Inland Diversified did not respond to a request for comment. And, although Pawtucket-based Hasbro said it was laying off about 1,100 workers globally, the company declined to disclose how many Rhode Island employees were laid off, how many worked in the Providence location or how much of the building the company used. Hasbro will maintain its global headquarters in Pawtucket.
As for what could occupy that space, Mitchell says everything from housing units, a hotel, traditional office space or even a school could be on the table.

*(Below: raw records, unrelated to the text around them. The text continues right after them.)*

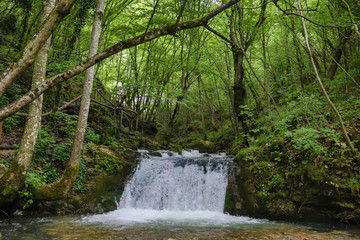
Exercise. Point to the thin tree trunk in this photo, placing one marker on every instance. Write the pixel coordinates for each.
(61, 187)
(28, 97)
(333, 107)
(61, 9)
(14, 178)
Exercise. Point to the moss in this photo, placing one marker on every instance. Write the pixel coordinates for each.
(59, 189)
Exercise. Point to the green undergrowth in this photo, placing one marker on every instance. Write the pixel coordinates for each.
(102, 153)
(302, 148)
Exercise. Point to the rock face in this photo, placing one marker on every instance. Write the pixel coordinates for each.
(109, 171)
(206, 147)
(315, 201)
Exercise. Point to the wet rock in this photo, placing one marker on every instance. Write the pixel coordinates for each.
(3, 170)
(206, 147)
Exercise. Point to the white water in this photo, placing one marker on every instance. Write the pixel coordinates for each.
(177, 188)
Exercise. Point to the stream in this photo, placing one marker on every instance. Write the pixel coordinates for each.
(172, 196)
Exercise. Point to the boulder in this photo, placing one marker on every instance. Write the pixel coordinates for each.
(206, 147)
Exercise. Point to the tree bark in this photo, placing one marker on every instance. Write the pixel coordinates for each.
(60, 188)
(14, 179)
(333, 107)
(28, 97)
(61, 10)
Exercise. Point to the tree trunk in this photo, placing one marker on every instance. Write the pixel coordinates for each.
(28, 97)
(240, 90)
(14, 179)
(60, 188)
(337, 57)
(61, 9)
(333, 107)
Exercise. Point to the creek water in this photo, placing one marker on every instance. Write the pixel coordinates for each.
(175, 196)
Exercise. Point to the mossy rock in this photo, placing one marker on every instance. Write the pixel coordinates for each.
(206, 147)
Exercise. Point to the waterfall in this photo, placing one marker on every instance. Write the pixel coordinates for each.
(187, 182)
(186, 188)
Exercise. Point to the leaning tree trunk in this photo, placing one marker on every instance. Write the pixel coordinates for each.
(61, 187)
(240, 90)
(61, 9)
(14, 179)
(333, 107)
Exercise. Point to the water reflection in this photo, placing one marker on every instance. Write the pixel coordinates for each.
(77, 227)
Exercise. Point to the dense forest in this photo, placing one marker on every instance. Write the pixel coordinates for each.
(276, 83)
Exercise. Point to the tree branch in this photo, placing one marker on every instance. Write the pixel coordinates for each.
(307, 19)
(60, 11)
(48, 113)
(28, 97)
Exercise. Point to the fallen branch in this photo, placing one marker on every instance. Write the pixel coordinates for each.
(48, 113)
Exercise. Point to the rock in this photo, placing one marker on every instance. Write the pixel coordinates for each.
(206, 147)
(3, 170)
(154, 154)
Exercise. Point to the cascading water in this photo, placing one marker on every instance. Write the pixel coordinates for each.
(178, 183)
(176, 188)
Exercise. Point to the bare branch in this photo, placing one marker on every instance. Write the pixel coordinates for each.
(307, 19)
(125, 44)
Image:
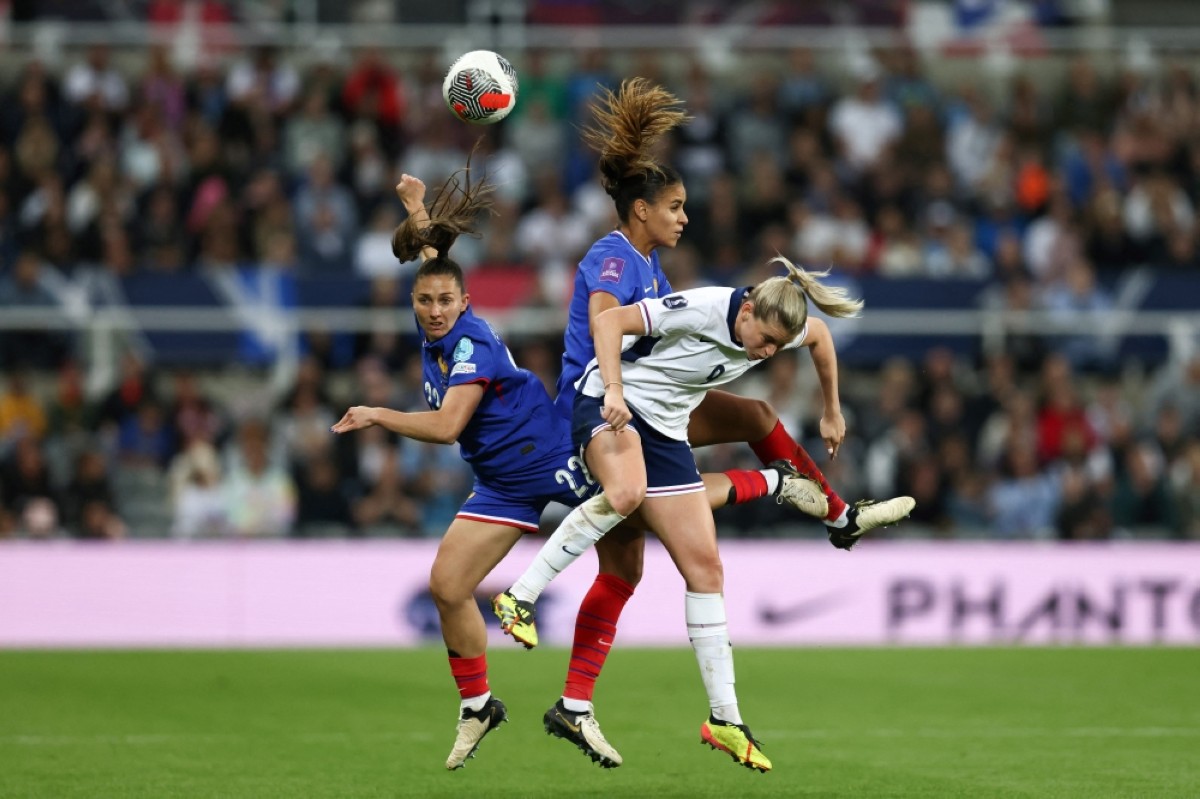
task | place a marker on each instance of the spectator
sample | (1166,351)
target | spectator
(259,494)
(22,414)
(27,289)
(198,504)
(1141,496)
(1024,500)
(373,92)
(864,124)
(29,493)
(96,84)
(312,132)
(89,505)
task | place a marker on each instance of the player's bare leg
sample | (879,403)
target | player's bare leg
(468,552)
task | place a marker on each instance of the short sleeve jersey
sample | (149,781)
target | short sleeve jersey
(689,347)
(615,266)
(515,431)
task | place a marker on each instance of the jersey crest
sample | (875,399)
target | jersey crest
(612,269)
(463,350)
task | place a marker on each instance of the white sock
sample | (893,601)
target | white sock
(474,702)
(709,634)
(582,528)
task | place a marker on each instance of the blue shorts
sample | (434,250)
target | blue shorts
(521,508)
(670,464)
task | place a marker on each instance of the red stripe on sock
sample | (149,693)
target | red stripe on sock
(595,626)
(747,485)
(778,445)
(471,676)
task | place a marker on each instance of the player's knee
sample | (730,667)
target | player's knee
(760,416)
(447,590)
(625,496)
(705,574)
(625,563)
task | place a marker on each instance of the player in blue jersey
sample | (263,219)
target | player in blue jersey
(621,269)
(519,446)
(505,425)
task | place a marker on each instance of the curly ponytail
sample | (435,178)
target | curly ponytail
(454,211)
(628,124)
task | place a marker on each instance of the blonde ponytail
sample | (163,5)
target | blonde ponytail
(784,300)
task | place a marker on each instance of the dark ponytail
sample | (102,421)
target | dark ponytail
(627,126)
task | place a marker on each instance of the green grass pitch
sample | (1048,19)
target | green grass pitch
(837,722)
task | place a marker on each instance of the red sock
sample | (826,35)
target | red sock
(778,445)
(471,676)
(747,485)
(594,630)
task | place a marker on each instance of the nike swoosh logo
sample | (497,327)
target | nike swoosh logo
(801,611)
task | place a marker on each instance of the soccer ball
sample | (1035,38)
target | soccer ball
(480,88)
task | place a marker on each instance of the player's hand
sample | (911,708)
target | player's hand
(833,432)
(411,191)
(615,412)
(357,418)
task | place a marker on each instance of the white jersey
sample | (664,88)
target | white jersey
(688,349)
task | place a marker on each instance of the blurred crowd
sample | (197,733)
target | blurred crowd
(261,164)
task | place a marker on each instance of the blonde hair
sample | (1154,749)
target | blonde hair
(784,300)
(628,124)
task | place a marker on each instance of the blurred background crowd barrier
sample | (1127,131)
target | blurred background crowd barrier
(791,593)
(196,276)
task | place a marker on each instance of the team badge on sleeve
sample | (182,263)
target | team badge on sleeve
(463,350)
(611,270)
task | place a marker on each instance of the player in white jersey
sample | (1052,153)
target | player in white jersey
(694,349)
(655,360)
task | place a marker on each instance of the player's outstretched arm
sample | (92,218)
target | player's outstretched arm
(825,360)
(441,426)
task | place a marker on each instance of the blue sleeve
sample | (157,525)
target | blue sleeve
(604,270)
(473,361)
(664,283)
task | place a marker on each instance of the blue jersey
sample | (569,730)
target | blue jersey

Mitchell and Howes agree that the building benefits from a central location and Class A designation, with modern, up-to-date infrastructure – though, depending on how it’s used, some updates may be needed. It was constructed in 1987.
Hasbro’s departure undoubtedly comes as a disappointment to city leadership, Howes says, noting that Providence granted the toy company a tax deal when it leased the space in 2012 with “an expectation that Hasbro was going to put down some long-term roots.”
But Michaela Antunes, Providence’s director of communications for economic development, said that city leaders are keeping “an optimistic outlook on our economic future.
“The economic landscape of our city is promising,” Antunes said, and “boasts a higher quality of life for residents … at a more affordable price point.”